From the Richmond Daily Dispatch January 17, 1862:
Lectures.
The Hon. J. L. M. Curry, and other members of congress, are preparing a series of lectures on various subjects of interest, which will soon be delivered for the benefit of Hampton’s legion, and other troops in ready circumstances. We are informed that they are nearly greatly [ready?] to enter upon the patriotic work.
Jabez Lamar Monroe Curry had a long and varied career. His roots were in Georgia and Alabama; while studying at Harvard Law School he “was inspired by the lectures of Horace Mann and became an advocate of free universal education.” During the Civil War he did serve in the Confederate Congress and was a staff aide to two generals named Joe – Johnston and Wheeler.

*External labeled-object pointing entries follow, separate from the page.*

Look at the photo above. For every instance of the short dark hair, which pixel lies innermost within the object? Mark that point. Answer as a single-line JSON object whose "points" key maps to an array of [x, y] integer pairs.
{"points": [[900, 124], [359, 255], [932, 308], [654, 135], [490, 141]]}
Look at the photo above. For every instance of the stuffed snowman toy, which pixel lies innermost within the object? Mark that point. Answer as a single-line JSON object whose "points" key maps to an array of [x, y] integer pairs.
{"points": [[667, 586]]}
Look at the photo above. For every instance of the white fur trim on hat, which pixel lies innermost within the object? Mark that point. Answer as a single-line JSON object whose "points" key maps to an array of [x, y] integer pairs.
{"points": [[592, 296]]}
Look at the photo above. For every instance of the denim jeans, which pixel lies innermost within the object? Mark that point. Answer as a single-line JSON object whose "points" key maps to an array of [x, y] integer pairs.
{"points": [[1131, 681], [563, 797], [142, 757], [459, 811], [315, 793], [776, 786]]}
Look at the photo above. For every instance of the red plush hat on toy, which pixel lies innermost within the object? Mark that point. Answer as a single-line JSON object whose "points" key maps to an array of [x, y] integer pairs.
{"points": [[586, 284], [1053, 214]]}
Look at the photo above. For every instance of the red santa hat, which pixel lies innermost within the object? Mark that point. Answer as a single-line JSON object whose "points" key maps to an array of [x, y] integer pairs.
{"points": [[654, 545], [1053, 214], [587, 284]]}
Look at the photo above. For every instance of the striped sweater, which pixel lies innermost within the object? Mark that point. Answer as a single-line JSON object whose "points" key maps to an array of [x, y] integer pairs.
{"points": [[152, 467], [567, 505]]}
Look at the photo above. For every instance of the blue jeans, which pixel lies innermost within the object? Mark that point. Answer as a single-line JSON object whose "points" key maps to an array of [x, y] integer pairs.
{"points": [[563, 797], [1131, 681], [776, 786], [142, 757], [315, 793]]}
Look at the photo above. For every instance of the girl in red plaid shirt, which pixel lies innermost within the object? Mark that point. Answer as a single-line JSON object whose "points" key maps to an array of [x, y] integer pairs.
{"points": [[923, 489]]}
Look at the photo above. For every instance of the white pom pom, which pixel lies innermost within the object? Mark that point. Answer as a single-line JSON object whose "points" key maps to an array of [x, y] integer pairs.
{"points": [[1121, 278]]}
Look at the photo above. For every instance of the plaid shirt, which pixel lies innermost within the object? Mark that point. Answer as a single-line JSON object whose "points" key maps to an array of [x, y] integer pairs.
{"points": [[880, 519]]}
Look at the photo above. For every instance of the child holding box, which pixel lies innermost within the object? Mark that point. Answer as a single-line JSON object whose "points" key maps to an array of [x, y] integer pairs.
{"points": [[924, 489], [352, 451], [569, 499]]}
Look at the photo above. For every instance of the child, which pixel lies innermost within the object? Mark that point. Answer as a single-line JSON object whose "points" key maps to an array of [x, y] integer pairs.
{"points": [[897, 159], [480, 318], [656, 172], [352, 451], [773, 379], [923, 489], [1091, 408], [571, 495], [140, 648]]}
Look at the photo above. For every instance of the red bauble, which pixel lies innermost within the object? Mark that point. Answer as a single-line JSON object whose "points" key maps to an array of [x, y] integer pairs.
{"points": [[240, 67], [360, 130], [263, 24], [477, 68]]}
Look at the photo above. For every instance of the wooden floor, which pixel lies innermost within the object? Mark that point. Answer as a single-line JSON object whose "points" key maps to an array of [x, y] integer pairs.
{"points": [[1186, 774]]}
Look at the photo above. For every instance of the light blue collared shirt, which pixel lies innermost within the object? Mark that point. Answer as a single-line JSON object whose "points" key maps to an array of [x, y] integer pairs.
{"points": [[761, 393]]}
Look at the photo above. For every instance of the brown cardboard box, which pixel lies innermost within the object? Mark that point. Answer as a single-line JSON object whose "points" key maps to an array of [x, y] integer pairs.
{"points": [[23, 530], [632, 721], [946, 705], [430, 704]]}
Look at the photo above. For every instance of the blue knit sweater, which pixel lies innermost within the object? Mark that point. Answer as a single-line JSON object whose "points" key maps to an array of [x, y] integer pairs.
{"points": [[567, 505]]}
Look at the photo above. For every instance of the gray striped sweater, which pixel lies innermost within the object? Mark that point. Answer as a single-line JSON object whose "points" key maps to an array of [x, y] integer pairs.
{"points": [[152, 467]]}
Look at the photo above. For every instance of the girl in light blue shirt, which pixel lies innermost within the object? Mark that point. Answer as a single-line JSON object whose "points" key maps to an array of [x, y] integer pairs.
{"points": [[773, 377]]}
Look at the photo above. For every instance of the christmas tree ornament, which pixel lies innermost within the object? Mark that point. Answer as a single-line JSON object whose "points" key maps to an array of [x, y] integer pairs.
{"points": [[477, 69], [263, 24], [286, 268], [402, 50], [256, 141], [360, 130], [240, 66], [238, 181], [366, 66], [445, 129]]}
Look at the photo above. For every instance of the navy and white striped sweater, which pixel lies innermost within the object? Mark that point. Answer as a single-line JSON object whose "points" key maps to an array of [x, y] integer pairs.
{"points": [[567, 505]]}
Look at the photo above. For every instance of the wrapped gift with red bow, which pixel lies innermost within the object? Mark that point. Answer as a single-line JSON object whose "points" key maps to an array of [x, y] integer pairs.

After the war he studied for the ministry and became a preacher, but the focus of his work was free education in the South. He traveled and lectured in support of state normal schools, adequate rural schools, and a system of graded public schools. He was president of Howard College, Alabama, and a professor at Richmond College, Virginia. From 1881 until his death he was agent for the Peabody and Slater Funds to aide schools in the South and was instrumental in the founding of the Southern Education Board. The Curry School of Education at the University of Virginia is named for him.
One of Curry’s books is his 1895 Difficulties, complications, and limitations connected with the education of the negro. Thirty-three years earlier Frederick Douglass made his case for how to deal with freed slaves in general. You can read his editorial at Seven Score and Ten.
The J. L. M. Curry House near Talladega, Alabama is a National Historic Landmark.